Robin Oakley

Flat pack

More and more jockeys are abandoning jump racing

issue 30 May 2015

Getting to Goodwood last Saturday was an achievement in itself. On the Bank Holiday weekend I calculated a cross-country route from Oxfordshire to avoid the traffic. All went well until my satnav threw a hissy fit at my variations. Its female voice, that of an eager hockey mistress contemplating a career change to dominatrix, instructed me to take the fourth turning off a roundabout that possessed only three. Shortly afterwards came a peremptory order to ‘turn right’ off a long straight road that offered no exit, so I switched her off and navigated the old-fashioned way with a map. Even then there were problems: when I stopped in one leafy Surrey lane to seek confirmation from a sensible-looking lady in a headscarf that I was on the right road, I was puzzled at the way she backed away from the car window rather than approaching it with her advice. At the time I blamed the garlic in the excellent turkey koftas Mrs Oakley had served the night before: only afterwards did I realise that perhaps it is not wise to approach single females on the kerbside with your CD playing Jose Feliciano’s heavily suggestive version of ‘C’mon Baby, Light My Fire’. She probably passed on my number to the local constabulary.

After that journey I should have kept my betting money in my pocket. In the first race I was tempted by Jim and Fitri Hay’s The Corsican, trained by David Simcock, but having been told by a friend that the trainer thought he might need the run I backed the former Ascot winner Remote, trained by John Gosden. The Corsican, an improving horse, won nicely while poor Remote finished fifth of six, having bled from the nose.

Jim and Fitri have some excellent prospects this season and Jim is not afraid of a decent punt. The Corsican was backed from 9–2 to 7–2 and I suspect his owners took home more than the winner’s prize of £22,280. To add to that, Fitri owns The Corsican’s dam.

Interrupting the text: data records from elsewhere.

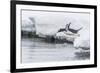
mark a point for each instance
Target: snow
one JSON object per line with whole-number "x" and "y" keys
{"x": 84, "y": 39}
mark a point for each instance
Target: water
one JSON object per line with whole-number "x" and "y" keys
{"x": 37, "y": 50}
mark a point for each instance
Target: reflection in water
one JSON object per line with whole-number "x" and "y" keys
{"x": 37, "y": 50}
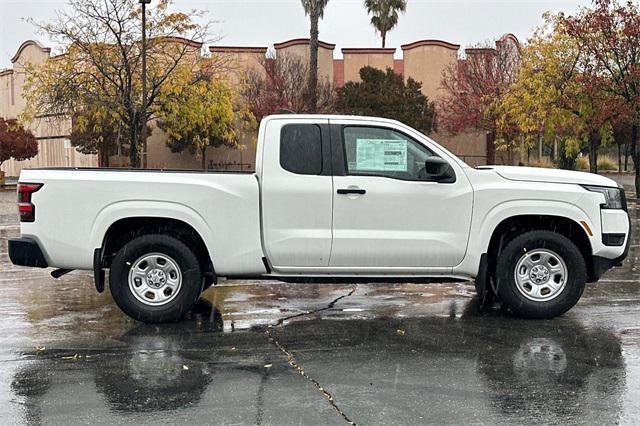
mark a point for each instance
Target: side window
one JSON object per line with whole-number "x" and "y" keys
{"x": 375, "y": 151}
{"x": 301, "y": 149}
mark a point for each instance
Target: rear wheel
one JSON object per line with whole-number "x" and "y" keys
{"x": 540, "y": 274}
{"x": 155, "y": 279}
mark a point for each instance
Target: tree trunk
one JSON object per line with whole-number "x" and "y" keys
{"x": 313, "y": 64}
{"x": 593, "y": 152}
{"x": 619, "y": 158}
{"x": 491, "y": 147}
{"x": 103, "y": 157}
{"x": 626, "y": 155}
{"x": 540, "y": 147}
{"x": 636, "y": 157}
{"x": 134, "y": 160}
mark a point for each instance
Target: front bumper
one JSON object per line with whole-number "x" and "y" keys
{"x": 26, "y": 252}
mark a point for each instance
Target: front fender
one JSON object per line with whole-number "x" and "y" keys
{"x": 160, "y": 209}
{"x": 483, "y": 228}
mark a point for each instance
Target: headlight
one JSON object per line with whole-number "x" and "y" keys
{"x": 612, "y": 196}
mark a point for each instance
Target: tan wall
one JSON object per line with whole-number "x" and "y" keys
{"x": 238, "y": 60}
{"x": 355, "y": 59}
{"x": 425, "y": 62}
{"x": 50, "y": 132}
{"x": 301, "y": 49}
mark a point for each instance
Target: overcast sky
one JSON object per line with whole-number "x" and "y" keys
{"x": 264, "y": 22}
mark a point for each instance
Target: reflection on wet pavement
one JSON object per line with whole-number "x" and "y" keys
{"x": 388, "y": 354}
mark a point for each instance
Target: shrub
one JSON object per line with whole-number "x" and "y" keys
{"x": 543, "y": 162}
{"x": 605, "y": 163}
{"x": 583, "y": 163}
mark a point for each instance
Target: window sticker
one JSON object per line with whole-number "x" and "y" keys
{"x": 381, "y": 155}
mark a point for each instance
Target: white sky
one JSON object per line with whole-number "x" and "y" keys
{"x": 264, "y": 22}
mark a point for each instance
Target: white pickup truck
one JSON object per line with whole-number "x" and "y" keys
{"x": 333, "y": 198}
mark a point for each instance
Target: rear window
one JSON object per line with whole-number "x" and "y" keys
{"x": 301, "y": 149}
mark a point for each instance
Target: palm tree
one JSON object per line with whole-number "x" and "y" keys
{"x": 315, "y": 10}
{"x": 385, "y": 15}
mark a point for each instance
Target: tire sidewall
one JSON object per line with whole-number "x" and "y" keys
{"x": 576, "y": 273}
{"x": 188, "y": 294}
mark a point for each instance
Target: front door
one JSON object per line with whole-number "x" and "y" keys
{"x": 297, "y": 194}
{"x": 387, "y": 215}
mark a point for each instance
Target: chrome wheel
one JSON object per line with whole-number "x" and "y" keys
{"x": 155, "y": 279}
{"x": 540, "y": 275}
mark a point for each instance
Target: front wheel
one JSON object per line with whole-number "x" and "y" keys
{"x": 540, "y": 274}
{"x": 155, "y": 279}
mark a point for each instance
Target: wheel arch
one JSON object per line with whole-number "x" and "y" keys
{"x": 125, "y": 229}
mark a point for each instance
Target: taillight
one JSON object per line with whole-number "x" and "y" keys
{"x": 25, "y": 207}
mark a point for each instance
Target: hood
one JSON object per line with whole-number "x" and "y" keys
{"x": 538, "y": 174}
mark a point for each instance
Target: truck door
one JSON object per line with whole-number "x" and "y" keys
{"x": 297, "y": 193}
{"x": 388, "y": 216}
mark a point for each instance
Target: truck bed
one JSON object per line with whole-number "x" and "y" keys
{"x": 76, "y": 206}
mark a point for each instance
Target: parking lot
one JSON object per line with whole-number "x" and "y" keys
{"x": 275, "y": 353}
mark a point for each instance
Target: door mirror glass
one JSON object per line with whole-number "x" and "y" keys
{"x": 439, "y": 170}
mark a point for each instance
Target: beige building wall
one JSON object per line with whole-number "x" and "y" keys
{"x": 425, "y": 61}
{"x": 357, "y": 58}
{"x": 300, "y": 47}
{"x": 54, "y": 149}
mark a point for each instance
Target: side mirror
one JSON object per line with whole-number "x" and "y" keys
{"x": 439, "y": 170}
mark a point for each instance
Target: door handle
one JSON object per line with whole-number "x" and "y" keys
{"x": 352, "y": 191}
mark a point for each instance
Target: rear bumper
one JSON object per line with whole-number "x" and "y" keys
{"x": 26, "y": 252}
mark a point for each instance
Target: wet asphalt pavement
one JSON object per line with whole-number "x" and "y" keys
{"x": 370, "y": 354}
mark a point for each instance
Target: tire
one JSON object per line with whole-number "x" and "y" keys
{"x": 161, "y": 290}
{"x": 545, "y": 291}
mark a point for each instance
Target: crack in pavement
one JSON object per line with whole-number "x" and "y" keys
{"x": 294, "y": 363}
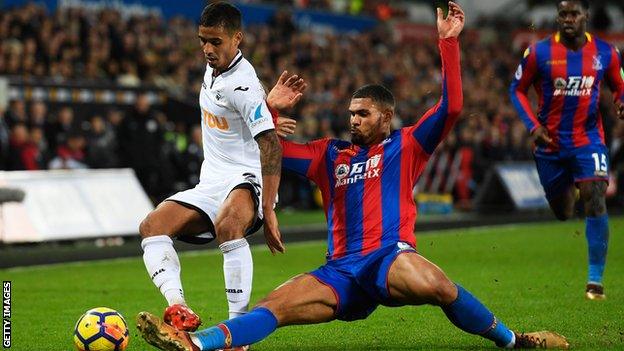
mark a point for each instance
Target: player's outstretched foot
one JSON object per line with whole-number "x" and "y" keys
{"x": 541, "y": 340}
{"x": 182, "y": 317}
{"x": 239, "y": 348}
{"x": 594, "y": 292}
{"x": 162, "y": 335}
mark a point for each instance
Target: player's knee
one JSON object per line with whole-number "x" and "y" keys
{"x": 146, "y": 227}
{"x": 275, "y": 307}
{"x": 563, "y": 215}
{"x": 444, "y": 291}
{"x": 437, "y": 289}
{"x": 229, "y": 228}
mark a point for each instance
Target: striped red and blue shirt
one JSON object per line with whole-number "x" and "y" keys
{"x": 568, "y": 84}
{"x": 367, "y": 191}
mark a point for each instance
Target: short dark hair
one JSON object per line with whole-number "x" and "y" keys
{"x": 377, "y": 93}
{"x": 583, "y": 3}
{"x": 221, "y": 13}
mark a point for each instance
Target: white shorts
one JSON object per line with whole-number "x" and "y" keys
{"x": 207, "y": 199}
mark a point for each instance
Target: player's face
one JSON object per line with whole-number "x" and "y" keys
{"x": 571, "y": 19}
{"x": 370, "y": 123}
{"x": 219, "y": 45}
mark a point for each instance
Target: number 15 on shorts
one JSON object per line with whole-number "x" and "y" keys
{"x": 600, "y": 162}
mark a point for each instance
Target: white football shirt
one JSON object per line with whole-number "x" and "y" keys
{"x": 234, "y": 111}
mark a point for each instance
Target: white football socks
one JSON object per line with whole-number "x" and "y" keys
{"x": 238, "y": 273}
{"x": 163, "y": 266}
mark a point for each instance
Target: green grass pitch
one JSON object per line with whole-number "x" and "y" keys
{"x": 531, "y": 276}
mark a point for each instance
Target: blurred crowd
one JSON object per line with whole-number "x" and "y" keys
{"x": 103, "y": 46}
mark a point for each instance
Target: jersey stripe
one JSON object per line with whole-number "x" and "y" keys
{"x": 543, "y": 56}
{"x": 571, "y": 103}
{"x": 410, "y": 151}
{"x": 354, "y": 209}
{"x": 556, "y": 103}
{"x": 372, "y": 211}
{"x": 390, "y": 201}
{"x": 329, "y": 183}
{"x": 582, "y": 117}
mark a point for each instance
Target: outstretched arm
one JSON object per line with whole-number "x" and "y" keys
{"x": 271, "y": 162}
{"x": 436, "y": 123}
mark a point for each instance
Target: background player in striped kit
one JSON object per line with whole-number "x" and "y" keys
{"x": 567, "y": 71}
{"x": 367, "y": 194}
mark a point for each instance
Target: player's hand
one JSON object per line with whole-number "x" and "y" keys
{"x": 541, "y": 137}
{"x": 287, "y": 91}
{"x": 619, "y": 109}
{"x": 285, "y": 126}
{"x": 272, "y": 234}
{"x": 453, "y": 24}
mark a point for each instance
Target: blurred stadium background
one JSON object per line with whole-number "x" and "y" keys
{"x": 99, "y": 122}
{"x": 99, "y": 117}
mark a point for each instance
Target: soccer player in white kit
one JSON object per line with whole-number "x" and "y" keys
{"x": 239, "y": 176}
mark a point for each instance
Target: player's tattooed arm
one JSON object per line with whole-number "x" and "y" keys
{"x": 271, "y": 162}
{"x": 270, "y": 153}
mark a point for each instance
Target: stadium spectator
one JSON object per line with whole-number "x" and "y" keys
{"x": 23, "y": 152}
{"x": 101, "y": 145}
{"x": 141, "y": 147}
{"x": 4, "y": 141}
{"x": 58, "y": 129}
{"x": 71, "y": 154}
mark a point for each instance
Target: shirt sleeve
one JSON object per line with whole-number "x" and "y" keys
{"x": 437, "y": 122}
{"x": 518, "y": 91}
{"x": 304, "y": 159}
{"x": 615, "y": 75}
{"x": 249, "y": 100}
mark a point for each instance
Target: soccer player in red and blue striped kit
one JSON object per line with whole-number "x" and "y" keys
{"x": 567, "y": 71}
{"x": 367, "y": 194}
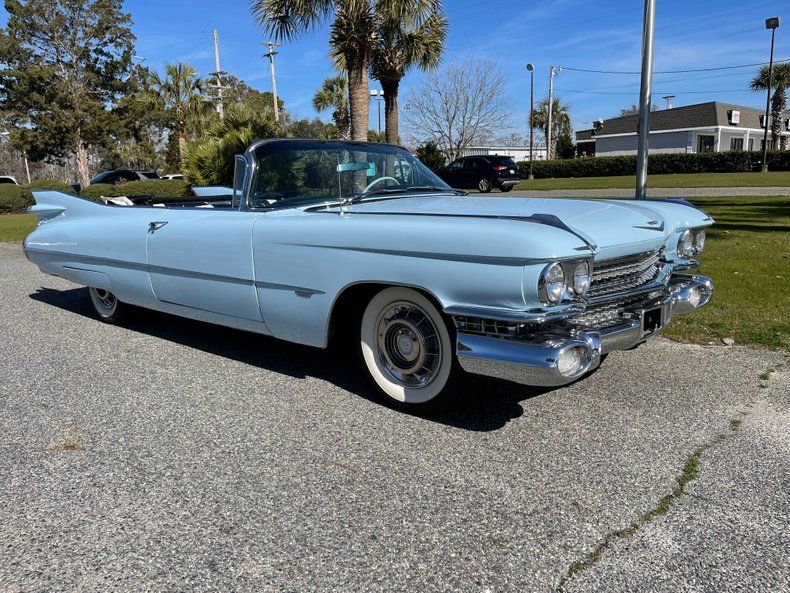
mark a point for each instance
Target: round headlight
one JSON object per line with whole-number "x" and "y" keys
{"x": 581, "y": 278}
{"x": 686, "y": 244}
{"x": 552, "y": 283}
{"x": 699, "y": 241}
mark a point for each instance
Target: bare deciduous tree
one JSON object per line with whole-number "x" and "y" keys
{"x": 459, "y": 105}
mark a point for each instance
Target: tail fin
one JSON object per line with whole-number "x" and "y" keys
{"x": 52, "y": 203}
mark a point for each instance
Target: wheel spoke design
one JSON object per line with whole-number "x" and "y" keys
{"x": 105, "y": 301}
{"x": 408, "y": 344}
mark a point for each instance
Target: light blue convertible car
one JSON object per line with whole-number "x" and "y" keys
{"x": 323, "y": 238}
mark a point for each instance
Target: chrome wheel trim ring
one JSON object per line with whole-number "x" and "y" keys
{"x": 105, "y": 301}
{"x": 408, "y": 345}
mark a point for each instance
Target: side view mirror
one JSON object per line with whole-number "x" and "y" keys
{"x": 239, "y": 175}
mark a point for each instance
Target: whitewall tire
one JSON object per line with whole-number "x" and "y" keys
{"x": 107, "y": 306}
{"x": 407, "y": 348}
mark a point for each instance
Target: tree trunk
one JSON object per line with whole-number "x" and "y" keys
{"x": 81, "y": 157}
{"x": 182, "y": 143}
{"x": 390, "y": 89}
{"x": 358, "y": 99}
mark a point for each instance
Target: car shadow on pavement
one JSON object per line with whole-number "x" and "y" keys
{"x": 482, "y": 404}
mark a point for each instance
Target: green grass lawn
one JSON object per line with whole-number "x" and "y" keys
{"x": 15, "y": 227}
{"x": 747, "y": 255}
{"x": 770, "y": 179}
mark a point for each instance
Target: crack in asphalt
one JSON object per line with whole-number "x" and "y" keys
{"x": 690, "y": 473}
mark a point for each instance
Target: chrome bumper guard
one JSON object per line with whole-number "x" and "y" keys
{"x": 562, "y": 353}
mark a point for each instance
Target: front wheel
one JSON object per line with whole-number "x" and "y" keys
{"x": 484, "y": 185}
{"x": 107, "y": 306}
{"x": 407, "y": 349}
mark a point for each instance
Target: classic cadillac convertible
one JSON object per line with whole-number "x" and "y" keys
{"x": 322, "y": 238}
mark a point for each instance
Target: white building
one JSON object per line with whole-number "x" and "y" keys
{"x": 705, "y": 127}
{"x": 517, "y": 153}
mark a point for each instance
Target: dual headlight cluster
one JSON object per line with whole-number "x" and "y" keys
{"x": 559, "y": 277}
{"x": 691, "y": 242}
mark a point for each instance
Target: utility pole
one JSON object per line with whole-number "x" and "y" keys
{"x": 218, "y": 74}
{"x": 552, "y": 72}
{"x": 270, "y": 45}
{"x": 531, "y": 70}
{"x": 773, "y": 24}
{"x": 645, "y": 100}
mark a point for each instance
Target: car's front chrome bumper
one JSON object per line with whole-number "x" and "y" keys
{"x": 538, "y": 360}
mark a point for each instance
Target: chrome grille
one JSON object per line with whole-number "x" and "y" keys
{"x": 624, "y": 273}
{"x": 489, "y": 327}
{"x": 607, "y": 314}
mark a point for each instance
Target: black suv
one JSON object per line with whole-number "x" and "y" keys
{"x": 481, "y": 172}
{"x": 120, "y": 176}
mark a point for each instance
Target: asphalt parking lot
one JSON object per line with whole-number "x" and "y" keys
{"x": 170, "y": 455}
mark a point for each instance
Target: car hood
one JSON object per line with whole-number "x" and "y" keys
{"x": 611, "y": 227}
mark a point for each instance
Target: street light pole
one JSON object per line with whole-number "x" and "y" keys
{"x": 531, "y": 70}
{"x": 270, "y": 45}
{"x": 773, "y": 25}
{"x": 552, "y": 72}
{"x": 378, "y": 97}
{"x": 645, "y": 100}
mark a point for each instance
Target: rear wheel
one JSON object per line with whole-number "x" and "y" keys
{"x": 407, "y": 349}
{"x": 107, "y": 306}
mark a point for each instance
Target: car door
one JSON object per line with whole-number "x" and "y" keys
{"x": 471, "y": 173}
{"x": 202, "y": 258}
{"x": 453, "y": 175}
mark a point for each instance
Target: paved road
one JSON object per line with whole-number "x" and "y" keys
{"x": 653, "y": 192}
{"x": 170, "y": 455}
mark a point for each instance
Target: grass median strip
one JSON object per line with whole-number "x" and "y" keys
{"x": 748, "y": 257}
{"x": 679, "y": 180}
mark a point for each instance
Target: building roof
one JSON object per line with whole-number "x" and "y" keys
{"x": 701, "y": 115}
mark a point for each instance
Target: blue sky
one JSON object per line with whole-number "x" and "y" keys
{"x": 590, "y": 34}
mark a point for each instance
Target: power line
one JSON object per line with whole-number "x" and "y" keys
{"x": 657, "y": 92}
{"x": 629, "y": 72}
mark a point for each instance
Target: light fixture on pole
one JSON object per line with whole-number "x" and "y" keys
{"x": 553, "y": 71}
{"x": 531, "y": 70}
{"x": 645, "y": 100}
{"x": 773, "y": 25}
{"x": 378, "y": 96}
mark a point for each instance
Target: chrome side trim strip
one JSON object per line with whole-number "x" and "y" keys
{"x": 168, "y": 271}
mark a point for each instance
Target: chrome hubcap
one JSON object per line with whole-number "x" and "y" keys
{"x": 106, "y": 298}
{"x": 408, "y": 344}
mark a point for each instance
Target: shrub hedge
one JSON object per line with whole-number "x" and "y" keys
{"x": 157, "y": 188}
{"x": 14, "y": 198}
{"x": 40, "y": 184}
{"x": 657, "y": 164}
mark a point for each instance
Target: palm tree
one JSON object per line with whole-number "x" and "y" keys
{"x": 560, "y": 120}
{"x": 333, "y": 95}
{"x": 208, "y": 160}
{"x": 181, "y": 92}
{"x": 780, "y": 82}
{"x": 351, "y": 37}
{"x": 414, "y": 40}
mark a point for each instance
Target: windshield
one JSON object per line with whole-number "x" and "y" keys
{"x": 301, "y": 172}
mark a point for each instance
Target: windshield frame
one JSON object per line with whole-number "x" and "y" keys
{"x": 260, "y": 149}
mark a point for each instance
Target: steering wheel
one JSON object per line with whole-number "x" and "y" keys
{"x": 375, "y": 181}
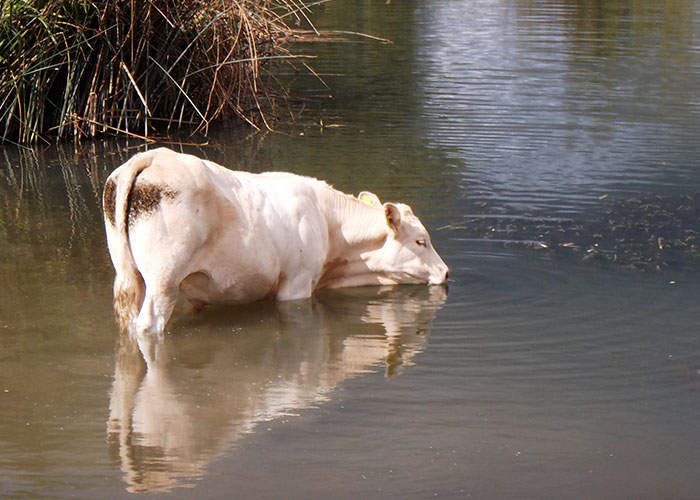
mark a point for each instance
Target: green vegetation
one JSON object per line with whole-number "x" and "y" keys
{"x": 81, "y": 68}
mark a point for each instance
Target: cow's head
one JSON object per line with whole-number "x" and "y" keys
{"x": 407, "y": 255}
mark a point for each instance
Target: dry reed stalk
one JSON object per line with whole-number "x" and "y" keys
{"x": 82, "y": 68}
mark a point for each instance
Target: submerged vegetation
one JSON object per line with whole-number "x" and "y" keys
{"x": 81, "y": 68}
{"x": 650, "y": 233}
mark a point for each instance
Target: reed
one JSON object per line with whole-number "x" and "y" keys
{"x": 82, "y": 68}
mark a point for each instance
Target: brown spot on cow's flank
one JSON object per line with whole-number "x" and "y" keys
{"x": 108, "y": 200}
{"x": 145, "y": 198}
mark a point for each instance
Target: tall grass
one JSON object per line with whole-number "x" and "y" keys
{"x": 82, "y": 68}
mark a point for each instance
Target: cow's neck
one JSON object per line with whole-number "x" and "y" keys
{"x": 355, "y": 229}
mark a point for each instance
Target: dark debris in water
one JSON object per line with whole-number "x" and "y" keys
{"x": 651, "y": 233}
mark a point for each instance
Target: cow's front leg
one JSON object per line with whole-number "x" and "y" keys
{"x": 158, "y": 305}
{"x": 300, "y": 287}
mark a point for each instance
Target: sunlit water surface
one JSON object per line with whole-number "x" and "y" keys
{"x": 536, "y": 375}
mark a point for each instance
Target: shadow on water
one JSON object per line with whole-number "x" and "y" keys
{"x": 206, "y": 384}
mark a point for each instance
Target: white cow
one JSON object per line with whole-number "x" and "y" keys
{"x": 176, "y": 222}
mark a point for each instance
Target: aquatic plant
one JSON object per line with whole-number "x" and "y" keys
{"x": 82, "y": 68}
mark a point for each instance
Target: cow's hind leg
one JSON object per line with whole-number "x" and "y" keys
{"x": 158, "y": 305}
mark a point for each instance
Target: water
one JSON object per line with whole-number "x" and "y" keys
{"x": 537, "y": 376}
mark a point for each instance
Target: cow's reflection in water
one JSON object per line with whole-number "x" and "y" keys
{"x": 216, "y": 376}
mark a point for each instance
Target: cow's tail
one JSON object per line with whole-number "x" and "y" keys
{"x": 129, "y": 287}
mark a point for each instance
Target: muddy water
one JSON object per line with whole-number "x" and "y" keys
{"x": 538, "y": 374}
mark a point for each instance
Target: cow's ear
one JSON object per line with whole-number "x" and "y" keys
{"x": 370, "y": 199}
{"x": 393, "y": 216}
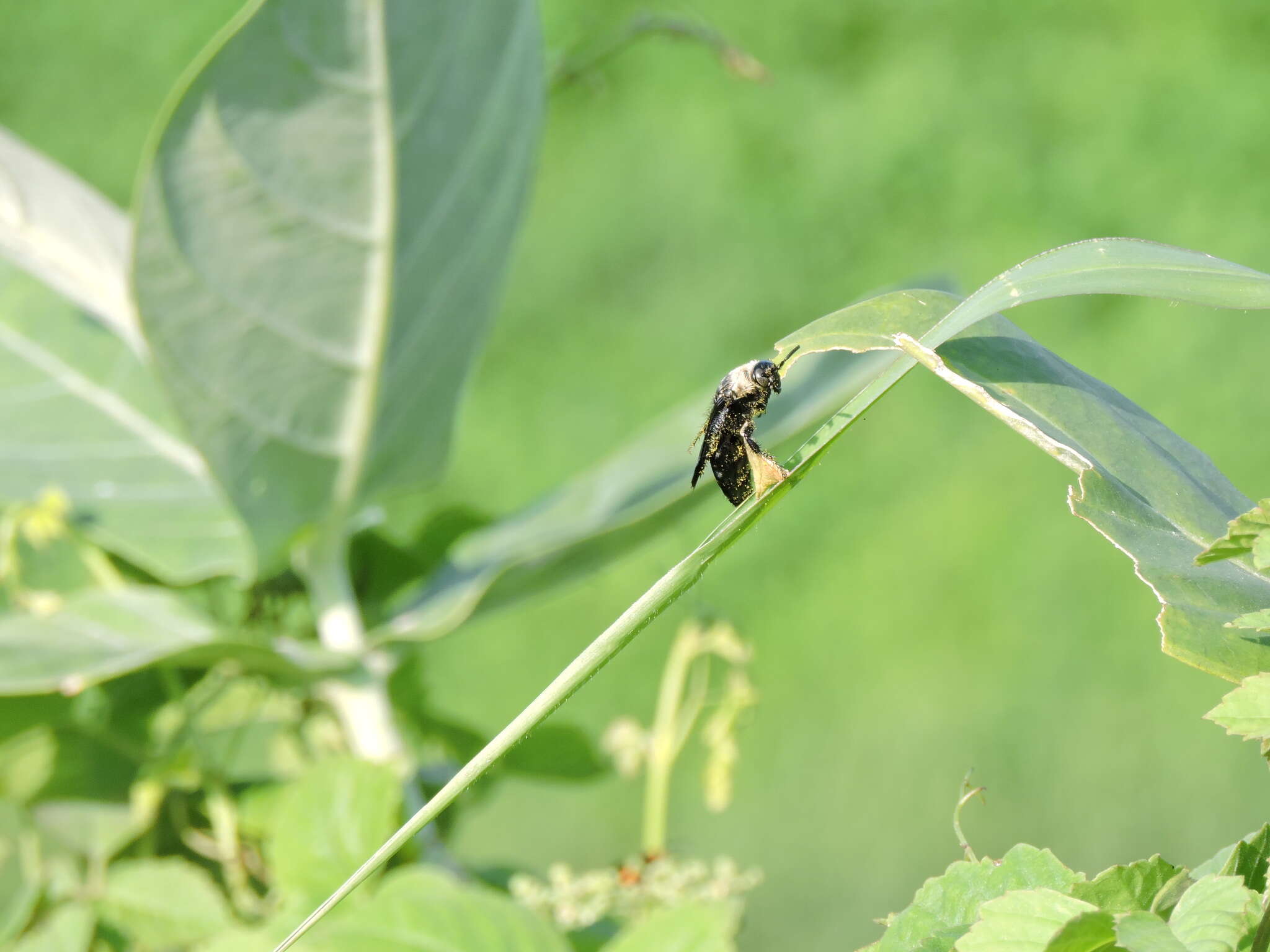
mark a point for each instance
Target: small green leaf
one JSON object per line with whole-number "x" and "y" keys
{"x": 91, "y": 828}
{"x": 97, "y": 635}
{"x": 1124, "y": 889}
{"x": 163, "y": 903}
{"x": 1024, "y": 920}
{"x": 1249, "y": 860}
{"x": 946, "y": 906}
{"x": 1246, "y": 710}
{"x": 329, "y": 821}
{"x": 19, "y": 870}
{"x": 1088, "y": 932}
{"x": 1146, "y": 932}
{"x": 1214, "y": 914}
{"x": 1246, "y": 534}
{"x": 27, "y": 762}
{"x": 691, "y": 927}
{"x": 69, "y": 928}
{"x": 1256, "y": 621}
{"x": 419, "y": 908}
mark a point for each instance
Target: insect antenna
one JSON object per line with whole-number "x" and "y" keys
{"x": 785, "y": 359}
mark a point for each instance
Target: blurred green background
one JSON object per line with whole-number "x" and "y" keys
{"x": 923, "y": 603}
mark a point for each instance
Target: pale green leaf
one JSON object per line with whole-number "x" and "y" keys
{"x": 19, "y": 870}
{"x": 89, "y": 828}
{"x": 419, "y": 908}
{"x": 97, "y": 635}
{"x": 691, "y": 927}
{"x": 66, "y": 234}
{"x": 1246, "y": 710}
{"x": 322, "y": 230}
{"x": 1124, "y": 889}
{"x": 1244, "y": 536}
{"x": 1146, "y": 932}
{"x": 1024, "y": 920}
{"x": 68, "y": 928}
{"x": 1256, "y": 621}
{"x": 83, "y": 413}
{"x": 329, "y": 821}
{"x": 602, "y": 513}
{"x": 1214, "y": 914}
{"x": 946, "y": 906}
{"x": 27, "y": 762}
{"x": 163, "y": 903}
{"x": 1088, "y": 932}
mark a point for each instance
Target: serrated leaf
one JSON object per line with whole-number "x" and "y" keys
{"x": 163, "y": 903}
{"x": 328, "y": 822}
{"x": 83, "y": 413}
{"x": 946, "y": 906}
{"x": 1146, "y": 932}
{"x": 1214, "y": 914}
{"x": 321, "y": 235}
{"x": 1124, "y": 889}
{"x": 19, "y": 870}
{"x": 89, "y": 828}
{"x": 1242, "y": 537}
{"x": 68, "y": 928}
{"x": 1246, "y": 710}
{"x": 1024, "y": 920}
{"x": 65, "y": 232}
{"x": 1088, "y": 932}
{"x": 691, "y": 927}
{"x": 419, "y": 908}
{"x": 97, "y": 635}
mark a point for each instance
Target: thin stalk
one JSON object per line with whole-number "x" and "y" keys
{"x": 229, "y": 848}
{"x": 614, "y": 639}
{"x": 665, "y": 741}
{"x": 361, "y": 706}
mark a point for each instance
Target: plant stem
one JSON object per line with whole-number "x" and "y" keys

I backed the Hays’s Felix Mendelssohn in the next, but he did not appear to be suited to Goodwood’s undulations and could finish only fourth behind Ayrad, ridden by Graham Lee. With The Corsican having been ridden by Jim Crowley, it meant that the first two winners at the famous Flat course had been partnered by former jump jockeys and switching codes seems to be a growing trend. A former Grand National winner like Graham Lee, Timmy Murphy has now switched from jump racing to Flat while other lesser-known names such as Stephen Craine ride both on the Flat and over obstacles.

I remember talking to Jim Crowley, now the Hays’s main rider, back in 2006 when he switched to the Flat and made an immediate impression riding horses for his sister-in-law Amanda Perrett. He told me then, ‘You race so much tighter on the Flat. You have to tidy yourself up …in jumping there’s more time to recover if you miss the break and are not quite where you want to be. It’s not so good on the Flat if you’re seventh or eighth and wanted to be second or third …you’ve got to be on the ball.’

I thought it would be interesting then to hear Graham Lee’s reflections on the different disciplines given his huge success in riding a hundred winners in his first Flat season. Perhaps, though, I did not choose my day to interview a Yorkshireman who treats words as potential treasures best kept under the mattress and who regards the use of an adjective as reckless abandon. If I had had trouble reaching Goodwood from Oxfordshire, Graham Lee had fared worse. Starting from near Middlesbrough at 7 a.m. he failed to make it to the course in time for his first ride at 1.45 and I should have learned from the jockey’s on-air conversation with the eternally amiable and informative parade-ring commentator Anthony Kemp about his victory on Ayrad. Roughly translated it went like this: How had the race developed around him? ‘Didn’t see. I was in front all the way.’ Hadn’t this horse been doing well on the gallops? ‘They didn’t tell me.’

I fared no better. Riding on the Flat instead of over jumps you have to make decisions faster in five-furlong sprints than in a three-mile steeplechase. You have to do a lot more for a skittish two-year-old first time out than you do for a seasoned steeplechaser. So what difference has Graham found in the second phase of his career. ‘No jumps.’ But what about the tactics on the Flat, the split-second decisions? ‘It’s just the same. When the gates open you’ve got to get to the line first, obstacles or no obstacles,’ and off he went. Thanks, Graham, that taught us a lot.

At least then I had the consolation of backing a winner, when Quest For More held on well to take the 1m 6f stayers’ race at 9–2. Graham had two blank rides and a second. I hope his journey home was better.